Na trama do livro ‘Ensaio sobre a Cegueira’ – um de suas obras mais conhecidas, adaptada para o cinema, em 2008, pelo cineasta brasileiro Fernando Meirelles – ele afirmou que a espécie humana não melhorou sequer minimamente, com o mundo dos cegos abrindo o caminho para o mundo dos bárbaros.

José Saramago se preocupou com a realidade de seu tempo e, não obstante à sua visão distópica do mundo, nos ajudou a refletir sobre o comportamento humano, especialmente nos momentos mais complexos e imprevisíveis da vida. Com sua visão humanista, relançou, em janeiro de 2010, o livro “A Jangada de Pedra”, direcionando toda a renda da edição para as vítimas do terremoto no Haiti.

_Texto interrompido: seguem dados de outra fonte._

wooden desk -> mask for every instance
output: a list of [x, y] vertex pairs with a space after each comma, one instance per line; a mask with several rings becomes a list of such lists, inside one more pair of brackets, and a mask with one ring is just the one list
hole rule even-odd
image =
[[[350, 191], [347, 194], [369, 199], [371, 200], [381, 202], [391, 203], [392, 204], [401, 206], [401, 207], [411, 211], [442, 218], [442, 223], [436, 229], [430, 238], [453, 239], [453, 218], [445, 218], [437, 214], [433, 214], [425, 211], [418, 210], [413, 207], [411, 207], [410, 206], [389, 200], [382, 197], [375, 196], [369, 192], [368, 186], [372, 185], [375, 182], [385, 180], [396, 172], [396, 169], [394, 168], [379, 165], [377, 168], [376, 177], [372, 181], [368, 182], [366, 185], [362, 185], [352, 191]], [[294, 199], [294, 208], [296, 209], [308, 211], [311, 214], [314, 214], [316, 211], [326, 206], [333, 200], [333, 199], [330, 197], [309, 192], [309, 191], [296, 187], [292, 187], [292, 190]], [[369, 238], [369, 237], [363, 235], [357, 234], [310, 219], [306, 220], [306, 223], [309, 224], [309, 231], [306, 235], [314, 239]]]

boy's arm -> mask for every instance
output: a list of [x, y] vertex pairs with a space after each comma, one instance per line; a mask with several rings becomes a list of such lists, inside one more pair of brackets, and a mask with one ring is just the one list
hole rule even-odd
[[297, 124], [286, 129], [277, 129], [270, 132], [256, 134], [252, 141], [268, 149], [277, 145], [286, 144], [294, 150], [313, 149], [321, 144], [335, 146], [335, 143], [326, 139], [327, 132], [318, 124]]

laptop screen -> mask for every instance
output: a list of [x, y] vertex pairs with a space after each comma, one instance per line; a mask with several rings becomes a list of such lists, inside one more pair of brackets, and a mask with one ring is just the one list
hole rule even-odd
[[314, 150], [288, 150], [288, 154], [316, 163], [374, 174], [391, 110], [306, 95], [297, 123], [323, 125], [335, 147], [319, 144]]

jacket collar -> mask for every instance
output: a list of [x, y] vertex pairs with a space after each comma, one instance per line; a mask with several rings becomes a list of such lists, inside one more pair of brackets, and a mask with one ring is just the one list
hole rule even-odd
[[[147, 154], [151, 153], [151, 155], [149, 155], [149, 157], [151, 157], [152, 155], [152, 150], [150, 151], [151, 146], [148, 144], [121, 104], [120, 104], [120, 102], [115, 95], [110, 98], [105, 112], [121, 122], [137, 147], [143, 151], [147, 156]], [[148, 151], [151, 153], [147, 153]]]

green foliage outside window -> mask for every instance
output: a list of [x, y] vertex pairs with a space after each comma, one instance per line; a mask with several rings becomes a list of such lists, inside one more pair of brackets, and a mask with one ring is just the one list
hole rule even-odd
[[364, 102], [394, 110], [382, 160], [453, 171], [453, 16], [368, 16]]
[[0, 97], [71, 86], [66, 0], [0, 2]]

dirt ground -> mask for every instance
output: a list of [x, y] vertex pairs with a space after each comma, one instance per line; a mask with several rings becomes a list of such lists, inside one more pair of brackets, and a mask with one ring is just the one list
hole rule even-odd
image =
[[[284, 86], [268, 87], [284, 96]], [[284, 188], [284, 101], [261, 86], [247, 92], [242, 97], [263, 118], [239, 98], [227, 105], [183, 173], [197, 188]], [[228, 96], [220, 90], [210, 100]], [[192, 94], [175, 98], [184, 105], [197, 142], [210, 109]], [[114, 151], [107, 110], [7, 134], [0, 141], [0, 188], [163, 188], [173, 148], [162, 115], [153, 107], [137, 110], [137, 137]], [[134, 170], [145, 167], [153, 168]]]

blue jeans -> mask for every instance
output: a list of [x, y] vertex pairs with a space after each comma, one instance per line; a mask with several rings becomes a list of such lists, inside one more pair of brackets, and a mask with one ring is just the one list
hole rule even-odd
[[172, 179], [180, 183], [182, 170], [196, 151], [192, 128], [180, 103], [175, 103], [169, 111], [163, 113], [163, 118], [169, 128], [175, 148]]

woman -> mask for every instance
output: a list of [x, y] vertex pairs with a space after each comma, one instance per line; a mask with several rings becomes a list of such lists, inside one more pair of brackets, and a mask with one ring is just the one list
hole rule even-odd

Polêmico e contundente em suas críticas, Saramago comparou – em 2002 – a situação nos territórios palestinos com o campo de concentração nazista de Auschwitz, durante um encontro entre a

delegação de membros do Parlamento Internacional de Escritores e o ex-líder palestino, Yasser Arafat, em Ramallah. Até hoje, não faltam a admiradores a José Saramago. Ele reinventou a literatura do Século XX e converteu-se em uma espécie de herói das letras lusófonas.

Escritor raro com uma obra extensa, adotou um estilo singular na produção de suas obras, carregadas de ideias e reflexões, com muitas vírgulas, ausência de aspas e longas digressões filosóficas.

O seu legado comporta dimensões e um alcance raros, para além da sua obra literária. Num tempo em que nos defrontamos com crises e ameaças que põem em causa o futuro da Humanidade, sua obra revela-se importante nos planos social, ideológico, político e ético. Os romances, contos, peças de teatro e poemas de José Saramago tornam o poeta português uma referência para o presente e para o futuro.